Tuesday, December 29, 2009

Do our Customers Really Benefit from our Lean Effort?

One of the principles of the lean approach is long term thinking with focus on adding value to our customers and society. We are taught to eliminate waste, things that don’t add value to the customer.

We improve flow, reduce set up time, improve productivity, eliminate waste and reduce cost. Kaizen events successful hit targets and employees are trained. 5-S activities are done daily, audits are conducted and our facilities look better. We create value stream maps and work hard to transform our company to our future state.

Somewhere in all this lean activity, our customer focus can be lost. We do all the things that we believe will make us leaner. But have we truly adding value to our customer? If not, why not?

Do our lean efforts hit the bottom line and stop there? Is our lean effort all about improving our margins? Is our lean effort all about head count reduction?

It is not enough to just eliminate waste and reduce cost. Our customers don’t care about our 5-S audit scores, the number of kaizen events we conduct, if we use ERP or Kanban, or the number of our inventory turns.

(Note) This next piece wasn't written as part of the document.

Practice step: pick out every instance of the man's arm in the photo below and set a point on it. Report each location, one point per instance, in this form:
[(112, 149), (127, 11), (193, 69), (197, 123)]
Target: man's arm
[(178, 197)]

Our lean efforts must add value to the customer. It must be seen and felt by our customers.

Bottom line: Are we giving our customers what they want, when they want it, at the highest quality and affordable cost? Is our lean system effort supporting this mission?


Tim McMahon said...

Great thoughts Mike. I think one of the best ways that this can be done is to include the customer in the lean activities in the organization. When you do this you will have the voice of the customer present. Whether you add value I suppose is still not a given. You must work for that.

Tim McMahon
A Lean Journey

Mike Wroblewski said...

Great idea Tim. Many times we talk about customer involvement yet many of us don't really involve our customer. What better way to build a long term partnership. The same goes for our suppliers.

Jamie Flinchbaugh said...

I think this is an important question that companies should be asking themselves, but you don't accomplish it by accident. You should think specifically about how that happens.

Tim's comment is right on. We've led many kaizen events that tackle a process that crosses the boundaries between supplier and customer. It is uncomfortable for most companies to show their customer all of their problems, but that is the only way some of them get fixed.


Danie Vermeulen said...

Mike - you raise a very important (if not the most important) question! At the end of the day it is trough the eyes of the customer that true value is defined.
I agreee with Tim that deliberate customer (and supplier) involvement can only help us focus more on sustainable partnerships and benefits.